The various radiotracer syntheses were performed on the ELIXYS radiosynthesizer without hardware modifications regardless of complexity of the synthesis or reagents utilized. The only changes needed were in the programmed sequences, the reagents and purification cartridges installed in the cassettes, and the methods of HPLC purification. This contrasts other fully-automated cassette-based radiosynthesizers currently available (e.g. IBA Synthera^®, GE FASTlab and TRACERlab MX, Eckert & Ziegler PharmTracer, TRASIS AllinOne, and Siemens Explora^® One models), which tend to be limited in the number of reactors, reagents, purification capabilities, and/or reaction temperatures and pressures. In some reports, synthesizer limitations have been overcome by custom hardware modifications, but this often makes it difficult to accommodate the syntheses of various tracers, particularly novel tracer development, using only one of these systems. Universal cassettes and software-controlled fluid paths utilized by ELIXYS may obviate the need for such custom modifications.

Syntheses performed in this study were not extensively optimized as this was intended as a proof-of-concept demonstration. However, yields and synthesis durations were comparable to literature (7,9–37), and there may be room for improvement with further optimization. The tracers described here included some purified by cartridge and some by semi-preparative HPLC. For multiple sequential syntheses requiring HPLC, it was necessary to clean the HPLC system between syntheses. For several tracers of wide interest (e.g., [¹⁸F]FLT (40)), there have been efforts toward developing cartridge purification methods. These methods could be adapted to ELIXYS, thus simplifying the procedure for multi-tracer synthesis.

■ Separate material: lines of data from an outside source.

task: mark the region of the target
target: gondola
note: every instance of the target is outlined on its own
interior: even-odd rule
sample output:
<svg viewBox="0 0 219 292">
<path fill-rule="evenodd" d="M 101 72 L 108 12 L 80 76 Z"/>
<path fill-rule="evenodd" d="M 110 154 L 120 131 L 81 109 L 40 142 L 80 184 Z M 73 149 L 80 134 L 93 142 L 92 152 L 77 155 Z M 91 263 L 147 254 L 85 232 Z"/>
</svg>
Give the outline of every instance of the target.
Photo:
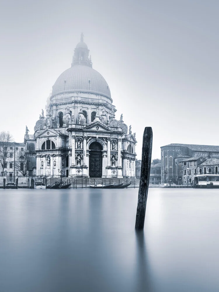
<svg viewBox="0 0 219 292">
<path fill-rule="evenodd" d="M 5 186 L 6 189 L 16 189 L 15 182 L 7 182 Z"/>
<path fill-rule="evenodd" d="M 129 185 L 130 185 L 131 184 L 131 180 L 130 181 L 130 182 L 129 183 L 126 184 L 126 185 L 121 185 L 120 187 L 119 187 L 118 188 L 118 189 L 124 189 L 125 187 L 128 187 Z"/>
<path fill-rule="evenodd" d="M 123 183 L 122 182 L 122 183 L 119 184 L 119 185 L 114 185 L 111 188 L 111 189 L 118 189 L 120 187 L 121 187 L 122 186 L 123 184 Z"/>
<path fill-rule="evenodd" d="M 68 188 L 70 187 L 71 185 L 71 183 L 70 183 L 66 184 L 63 184 L 63 185 L 60 185 L 59 186 L 59 189 L 67 189 Z"/>
<path fill-rule="evenodd" d="M 58 189 L 59 186 L 61 185 L 62 184 L 62 182 L 58 182 L 58 183 L 56 184 L 55 185 L 48 185 L 46 187 L 47 189 Z"/>
</svg>

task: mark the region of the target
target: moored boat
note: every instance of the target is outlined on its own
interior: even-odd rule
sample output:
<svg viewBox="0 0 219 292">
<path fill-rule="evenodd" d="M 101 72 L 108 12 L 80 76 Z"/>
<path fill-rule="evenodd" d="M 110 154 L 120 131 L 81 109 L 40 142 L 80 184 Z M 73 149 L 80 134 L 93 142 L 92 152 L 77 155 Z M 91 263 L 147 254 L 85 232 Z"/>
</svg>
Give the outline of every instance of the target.
<svg viewBox="0 0 219 292">
<path fill-rule="evenodd" d="M 122 185 L 120 187 L 119 187 L 118 188 L 118 189 L 124 189 L 125 187 L 127 187 L 129 185 L 130 185 L 131 184 L 131 180 L 130 181 L 130 182 L 129 183 L 126 184 L 126 185 Z"/>
<path fill-rule="evenodd" d="M 34 182 L 34 189 L 46 189 L 45 184 L 41 181 L 35 181 Z"/>
<path fill-rule="evenodd" d="M 59 188 L 60 189 L 67 189 L 68 188 L 71 187 L 71 183 L 67 184 L 66 182 L 63 182 L 62 184 L 59 186 Z"/>
<path fill-rule="evenodd" d="M 47 186 L 46 188 L 47 189 L 58 189 L 59 188 L 59 186 L 61 185 L 62 184 L 62 182 L 58 182 L 58 183 L 55 184 L 55 185 L 49 185 Z"/>
</svg>

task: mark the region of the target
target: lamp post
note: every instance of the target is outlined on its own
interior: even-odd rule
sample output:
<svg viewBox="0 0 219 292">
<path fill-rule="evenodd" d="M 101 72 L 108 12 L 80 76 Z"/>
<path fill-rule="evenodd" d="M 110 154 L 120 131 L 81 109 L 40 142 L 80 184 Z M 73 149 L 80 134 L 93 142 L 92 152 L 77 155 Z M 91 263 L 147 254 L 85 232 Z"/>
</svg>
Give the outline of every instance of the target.
<svg viewBox="0 0 219 292">
<path fill-rule="evenodd" d="M 59 173 L 61 173 L 61 181 L 62 182 L 62 169 L 61 168 L 60 170 L 59 168 L 58 169 L 58 172 Z"/>
</svg>

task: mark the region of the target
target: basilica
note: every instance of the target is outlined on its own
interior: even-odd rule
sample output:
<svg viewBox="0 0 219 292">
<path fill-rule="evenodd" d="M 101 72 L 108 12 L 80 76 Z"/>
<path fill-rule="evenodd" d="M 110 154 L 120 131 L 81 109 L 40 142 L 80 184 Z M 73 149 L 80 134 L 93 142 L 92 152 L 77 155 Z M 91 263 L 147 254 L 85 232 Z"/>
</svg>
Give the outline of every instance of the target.
<svg viewBox="0 0 219 292">
<path fill-rule="evenodd" d="M 37 176 L 122 178 L 135 177 L 135 133 L 115 118 L 110 88 L 93 69 L 81 35 L 71 67 L 53 86 L 45 113 L 34 133 L 26 128 L 25 143 L 36 157 Z M 32 151 L 33 145 L 35 145 Z"/>
</svg>

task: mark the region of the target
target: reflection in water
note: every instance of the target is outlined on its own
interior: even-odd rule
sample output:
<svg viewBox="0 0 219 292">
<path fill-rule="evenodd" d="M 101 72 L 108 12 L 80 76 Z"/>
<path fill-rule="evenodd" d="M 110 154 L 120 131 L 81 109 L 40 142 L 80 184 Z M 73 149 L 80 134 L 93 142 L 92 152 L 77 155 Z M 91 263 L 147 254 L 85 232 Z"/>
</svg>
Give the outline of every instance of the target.
<svg viewBox="0 0 219 292">
<path fill-rule="evenodd" d="M 150 189 L 144 232 L 138 191 L 0 190 L 1 292 L 217 292 L 217 190 Z"/>
<path fill-rule="evenodd" d="M 136 292 L 152 291 L 151 272 L 148 266 L 146 246 L 143 230 L 136 230 Z"/>
</svg>

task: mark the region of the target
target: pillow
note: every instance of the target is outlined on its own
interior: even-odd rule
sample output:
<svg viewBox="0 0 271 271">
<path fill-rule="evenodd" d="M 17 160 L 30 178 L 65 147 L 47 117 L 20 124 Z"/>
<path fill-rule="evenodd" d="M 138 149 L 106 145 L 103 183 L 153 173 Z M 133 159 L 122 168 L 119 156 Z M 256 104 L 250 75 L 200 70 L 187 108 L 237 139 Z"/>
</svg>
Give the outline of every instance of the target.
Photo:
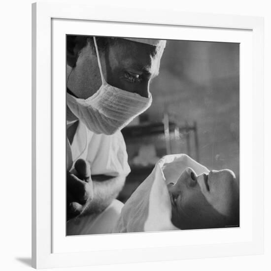
<svg viewBox="0 0 271 271">
<path fill-rule="evenodd" d="M 171 205 L 167 185 L 175 183 L 188 167 L 197 175 L 209 172 L 186 154 L 167 155 L 161 159 L 124 204 L 112 232 L 180 230 L 171 221 Z"/>
</svg>

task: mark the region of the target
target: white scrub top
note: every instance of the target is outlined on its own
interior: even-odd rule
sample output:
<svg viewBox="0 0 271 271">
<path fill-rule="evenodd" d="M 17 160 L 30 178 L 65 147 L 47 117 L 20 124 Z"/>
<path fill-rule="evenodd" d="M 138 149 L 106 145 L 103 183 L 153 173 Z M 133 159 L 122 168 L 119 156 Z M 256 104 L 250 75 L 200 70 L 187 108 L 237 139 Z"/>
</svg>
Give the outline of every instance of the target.
<svg viewBox="0 0 271 271">
<path fill-rule="evenodd" d="M 110 234 L 120 217 L 123 203 L 114 200 L 102 213 L 75 217 L 67 222 L 67 235 Z"/>
<path fill-rule="evenodd" d="M 71 145 L 67 139 L 68 170 L 72 171 L 79 158 L 89 163 L 92 175 L 126 176 L 131 171 L 125 142 L 120 131 L 110 136 L 97 135 L 80 121 Z"/>
</svg>

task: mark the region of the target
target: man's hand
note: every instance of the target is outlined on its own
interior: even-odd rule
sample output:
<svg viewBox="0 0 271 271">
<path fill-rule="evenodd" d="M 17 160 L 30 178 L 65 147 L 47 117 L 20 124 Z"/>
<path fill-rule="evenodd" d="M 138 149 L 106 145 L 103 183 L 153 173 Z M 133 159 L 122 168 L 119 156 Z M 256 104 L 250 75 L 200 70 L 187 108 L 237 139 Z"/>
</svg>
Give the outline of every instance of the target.
<svg viewBox="0 0 271 271">
<path fill-rule="evenodd" d="M 89 165 L 83 159 L 78 159 L 74 168 L 76 173 L 67 172 L 67 220 L 81 214 L 84 205 L 93 198 Z"/>
</svg>

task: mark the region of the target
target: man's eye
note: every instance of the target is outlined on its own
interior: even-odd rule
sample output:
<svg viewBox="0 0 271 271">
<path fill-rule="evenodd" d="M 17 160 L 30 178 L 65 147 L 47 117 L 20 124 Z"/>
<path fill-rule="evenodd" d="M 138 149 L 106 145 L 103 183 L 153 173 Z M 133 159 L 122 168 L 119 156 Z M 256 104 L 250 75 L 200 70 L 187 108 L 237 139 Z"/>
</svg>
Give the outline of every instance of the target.
<svg viewBox="0 0 271 271">
<path fill-rule="evenodd" d="M 140 83 L 142 80 L 139 74 L 131 73 L 131 72 L 128 72 L 128 71 L 126 71 L 124 73 L 124 77 L 131 83 Z"/>
</svg>

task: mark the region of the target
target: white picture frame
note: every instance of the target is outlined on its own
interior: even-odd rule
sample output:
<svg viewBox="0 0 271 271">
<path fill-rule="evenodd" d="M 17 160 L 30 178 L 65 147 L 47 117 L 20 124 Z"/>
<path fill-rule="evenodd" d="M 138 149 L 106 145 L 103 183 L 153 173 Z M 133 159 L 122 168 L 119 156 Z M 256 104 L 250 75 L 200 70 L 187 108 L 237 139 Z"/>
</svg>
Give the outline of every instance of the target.
<svg viewBox="0 0 271 271">
<path fill-rule="evenodd" d="M 263 19 L 173 9 L 165 13 L 156 7 L 151 13 L 136 9 L 75 1 L 33 4 L 32 265 L 35 268 L 263 252 Z M 61 48 L 65 51 L 64 37 L 67 34 L 240 42 L 239 229 L 66 236 L 63 140 L 66 54 Z M 57 92 L 57 88 L 62 91 Z M 244 179 L 245 182 L 242 181 Z M 182 243 L 176 243 L 179 238 Z M 76 249 L 79 244 L 80 249 Z"/>
</svg>

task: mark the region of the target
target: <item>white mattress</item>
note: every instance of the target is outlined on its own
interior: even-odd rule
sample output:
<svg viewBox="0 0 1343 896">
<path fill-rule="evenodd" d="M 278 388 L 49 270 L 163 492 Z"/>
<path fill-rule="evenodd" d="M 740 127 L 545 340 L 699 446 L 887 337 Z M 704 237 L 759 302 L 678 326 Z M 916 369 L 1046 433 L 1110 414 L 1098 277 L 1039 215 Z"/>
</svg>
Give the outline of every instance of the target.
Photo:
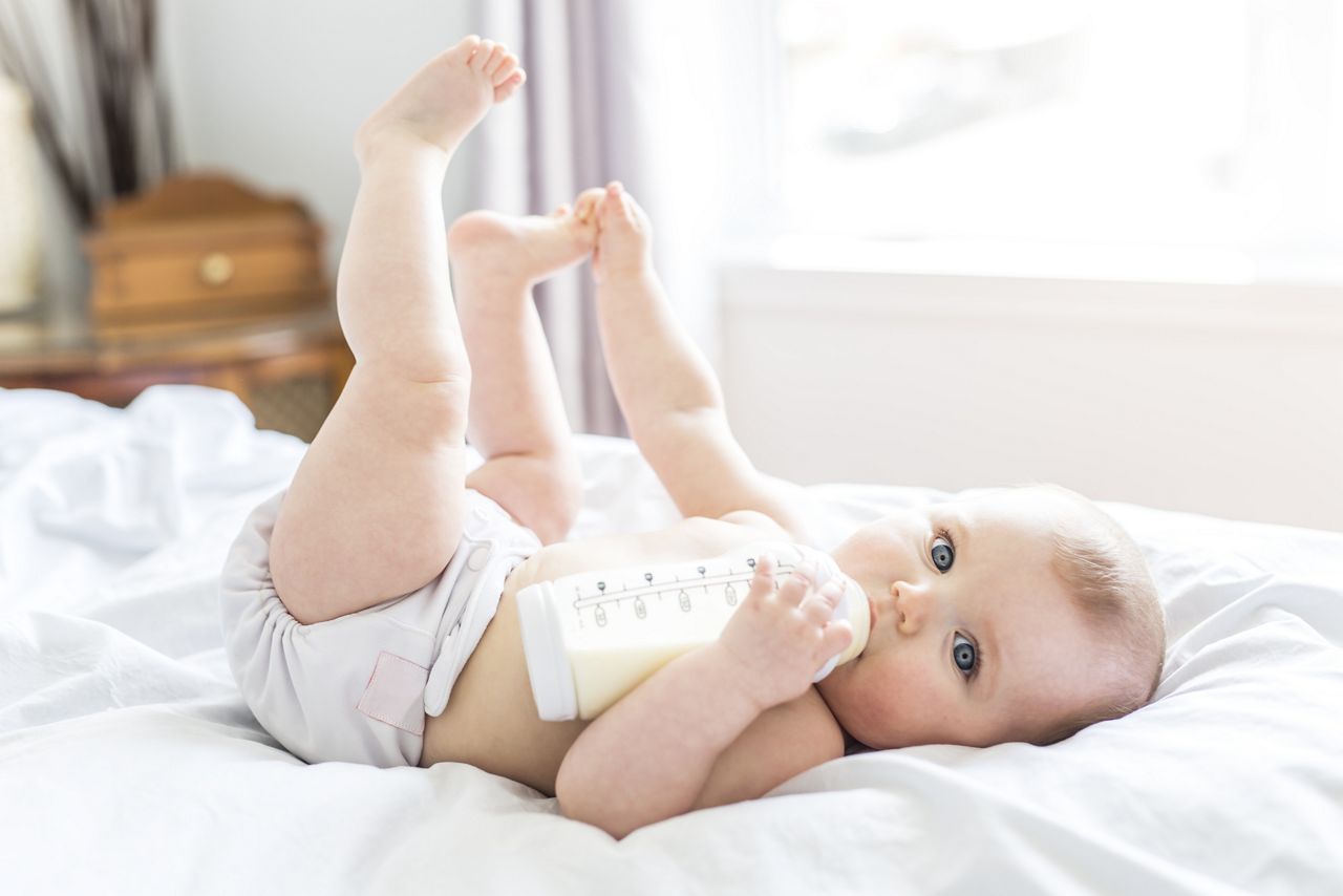
<svg viewBox="0 0 1343 896">
<path fill-rule="evenodd" d="M 676 519 L 629 442 L 579 447 L 575 536 Z M 847 756 L 616 842 L 469 766 L 309 767 L 258 728 L 215 586 L 302 451 L 214 390 L 0 390 L 0 892 L 1343 891 L 1340 535 L 1107 505 L 1167 607 L 1152 705 Z M 815 492 L 834 541 L 937 497 Z"/>
</svg>

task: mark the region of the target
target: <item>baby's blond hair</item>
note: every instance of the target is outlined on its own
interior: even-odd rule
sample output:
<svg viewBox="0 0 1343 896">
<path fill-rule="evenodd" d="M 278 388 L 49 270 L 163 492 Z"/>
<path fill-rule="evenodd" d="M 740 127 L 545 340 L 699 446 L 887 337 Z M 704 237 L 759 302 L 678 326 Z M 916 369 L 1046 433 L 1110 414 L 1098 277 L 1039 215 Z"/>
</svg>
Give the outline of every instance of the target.
<svg viewBox="0 0 1343 896">
<path fill-rule="evenodd" d="M 1034 743 L 1066 740 L 1125 716 L 1156 692 L 1166 662 L 1166 618 L 1156 584 L 1133 539 L 1088 498 L 1058 485 L 1035 485 L 1069 501 L 1054 529 L 1054 572 L 1084 618 L 1105 635 L 1107 661 L 1120 669 L 1111 689 L 1044 732 Z"/>
</svg>

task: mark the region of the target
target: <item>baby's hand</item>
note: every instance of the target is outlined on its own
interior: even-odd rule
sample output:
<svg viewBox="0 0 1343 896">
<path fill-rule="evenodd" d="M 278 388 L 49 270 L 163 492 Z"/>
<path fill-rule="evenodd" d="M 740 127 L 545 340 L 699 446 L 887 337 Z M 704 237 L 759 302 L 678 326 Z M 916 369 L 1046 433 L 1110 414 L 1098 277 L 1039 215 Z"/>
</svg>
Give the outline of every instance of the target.
<svg viewBox="0 0 1343 896">
<path fill-rule="evenodd" d="M 817 670 L 853 641 L 849 622 L 831 618 L 843 594 L 838 582 L 817 588 L 815 568 L 804 564 L 775 588 L 775 570 L 774 557 L 756 560 L 751 588 L 719 635 L 761 712 L 806 693 Z"/>
<path fill-rule="evenodd" d="M 653 267 L 653 227 L 649 216 L 619 181 L 612 180 L 606 185 L 606 195 L 596 204 L 596 220 L 592 275 L 598 283 L 639 277 Z"/>
</svg>

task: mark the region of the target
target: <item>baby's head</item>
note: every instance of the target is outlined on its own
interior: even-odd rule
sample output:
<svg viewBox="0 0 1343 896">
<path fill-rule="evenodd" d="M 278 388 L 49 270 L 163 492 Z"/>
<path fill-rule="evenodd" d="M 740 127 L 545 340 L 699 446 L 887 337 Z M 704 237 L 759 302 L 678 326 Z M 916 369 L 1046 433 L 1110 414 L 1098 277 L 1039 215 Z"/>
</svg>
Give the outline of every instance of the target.
<svg viewBox="0 0 1343 896">
<path fill-rule="evenodd" d="M 869 747 L 1049 744 L 1142 707 L 1160 680 L 1164 622 L 1143 556 L 1068 489 L 905 510 L 833 555 L 877 621 L 818 688 Z"/>
</svg>

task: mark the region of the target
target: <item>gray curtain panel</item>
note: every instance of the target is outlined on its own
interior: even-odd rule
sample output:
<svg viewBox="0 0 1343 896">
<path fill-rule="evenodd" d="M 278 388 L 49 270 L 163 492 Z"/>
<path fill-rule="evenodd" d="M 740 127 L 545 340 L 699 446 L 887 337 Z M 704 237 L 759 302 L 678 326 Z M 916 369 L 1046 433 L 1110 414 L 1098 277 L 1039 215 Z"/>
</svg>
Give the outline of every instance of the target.
<svg viewBox="0 0 1343 896">
<path fill-rule="evenodd" d="M 638 195 L 631 79 L 639 67 L 631 39 L 642 4 L 600 0 L 485 0 L 482 35 L 505 42 L 528 71 L 520 111 L 482 128 L 477 207 L 545 214 L 587 187 L 623 181 Z M 505 113 L 505 109 L 500 109 Z M 536 290 L 569 422 L 576 431 L 626 435 L 606 373 L 584 265 Z"/>
</svg>

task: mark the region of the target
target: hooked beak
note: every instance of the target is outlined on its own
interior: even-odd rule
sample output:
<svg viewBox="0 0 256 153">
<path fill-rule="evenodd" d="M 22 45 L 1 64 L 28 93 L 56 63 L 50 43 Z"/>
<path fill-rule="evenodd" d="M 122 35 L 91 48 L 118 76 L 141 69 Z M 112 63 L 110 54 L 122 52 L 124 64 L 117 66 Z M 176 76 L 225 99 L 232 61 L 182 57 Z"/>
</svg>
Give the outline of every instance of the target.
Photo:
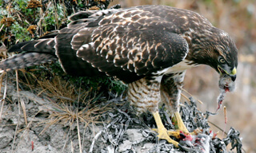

Three tracers were successfully produced on the same day and used for preclinical imaging using one system. Sample tracers also passed full clinical QC testing. These qualities combined with a wide range of synthesizable ¹⁸F-labeled tracers demonstrate the effective use of the ELIXYS radiosynthesizer to adapt previously developed synthesis protocols for immediate transition to production.

CONCLUSION

We have demonstrated the syntheses of eight well-known [¹⁸F]fluoride-labeled PET tracers on the ELIXYS radiosynthesizer without the need for any hardware reconfiguration. The software enabled automated synthesis programs to be quickly created from published protocols. All tracers were produced with radiochemical yields and synthesis durations comparable to literature. Several batches were reformulated and passed clinical level QC testing. In addition to supporting diverse synthesis protocols, the three reactors of ELIXYS could be leveraged to accomplish multiple single-reactor syntheses sequentially with very minimal manual intervention.